しかし、上記のとおり様々な対策を同時に実行している最中では、何が何と関連性が強いのかという独立した影響関係を測定しづらくなるため、何の関係もない対策が軽率な連想とか安易な願望だけで関連付けられて、効果があるだのないのと議論されたり、そもそも議論に組み込まれたりしている可能性がある。そして、こと自分を含めた生命や健康の話題ともなると、これまで東日本大震災やら阪神淡路大震災といった自然災害に伴う数々の課題や困難に関わってきた事情などから、大規模な災害に際して、あの時こうしていれば良かったという後悔とともに、まるで「こう」することしか選択肢が残っていないかのような強い執念が残る人もいることだろう。しかし、選択肢が「こう」することしかないかどうかは、やはり素人に断定できるものでもなければ、もしかすると公衆衛生や医学のプロパーでも断定できるものではないかもしれない。

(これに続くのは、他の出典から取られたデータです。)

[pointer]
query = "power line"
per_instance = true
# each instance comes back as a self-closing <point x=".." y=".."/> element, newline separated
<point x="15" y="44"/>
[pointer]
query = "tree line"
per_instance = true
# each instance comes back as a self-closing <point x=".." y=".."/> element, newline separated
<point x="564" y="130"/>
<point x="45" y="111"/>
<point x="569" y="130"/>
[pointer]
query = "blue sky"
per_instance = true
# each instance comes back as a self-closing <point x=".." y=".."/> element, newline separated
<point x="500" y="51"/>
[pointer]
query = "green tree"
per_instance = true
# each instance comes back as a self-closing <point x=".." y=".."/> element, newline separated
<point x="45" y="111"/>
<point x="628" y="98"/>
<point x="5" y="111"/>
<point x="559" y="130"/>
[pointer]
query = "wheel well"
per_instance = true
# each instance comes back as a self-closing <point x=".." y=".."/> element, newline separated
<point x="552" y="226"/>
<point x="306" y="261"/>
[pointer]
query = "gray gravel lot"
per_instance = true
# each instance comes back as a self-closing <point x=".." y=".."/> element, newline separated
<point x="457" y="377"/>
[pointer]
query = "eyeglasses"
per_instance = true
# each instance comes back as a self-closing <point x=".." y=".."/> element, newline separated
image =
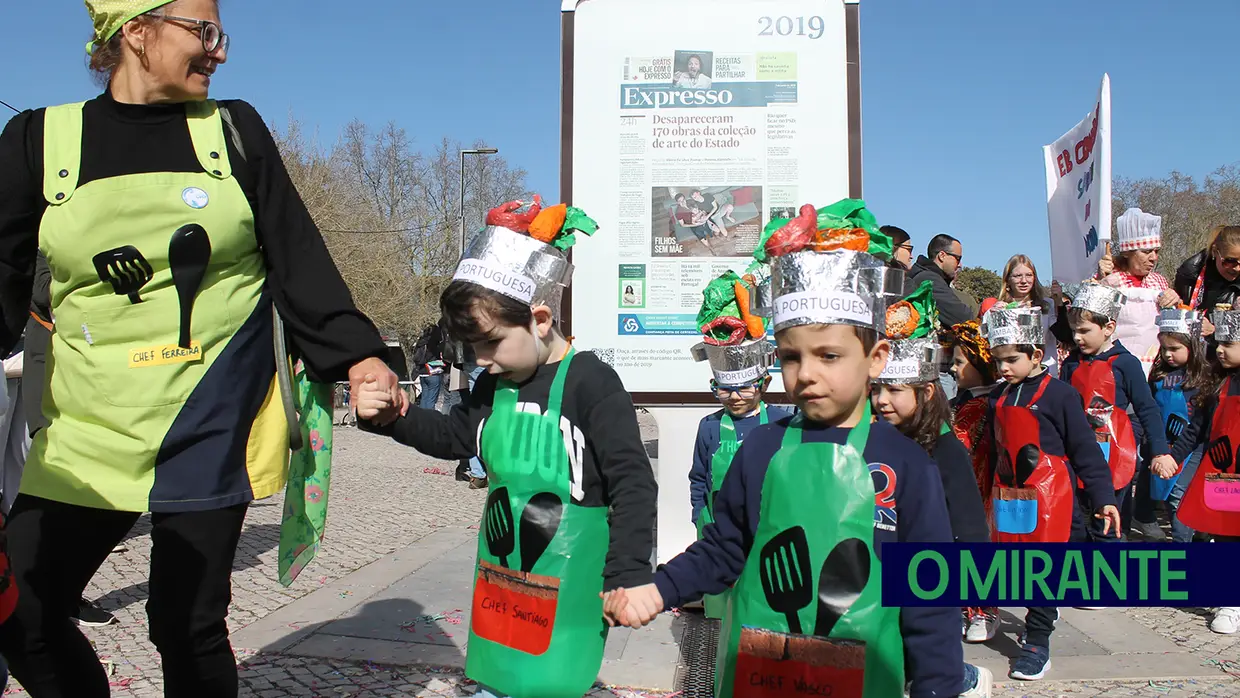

もちろん、このような態度を現今の官僚や政府の(恐らくは観光族や経産族との利害関係、それから決断の責任を取って保障の財源を用意したくないという)優柔不断を容認する理由としてはいけないし、特定の決断にコミットしない、役立たずで卑怯な相対主義者の正当化にも使うべきではなかろう。どのみち政治とは決断であり、決断とはどういう美辞麗句で説明しようと特定の何事かを脇へ置いて他方を優先することなのであるから、必ず誰かには恨まれるものだ。それは企業の役職やバック・オフィス部署の人間とて同じことである。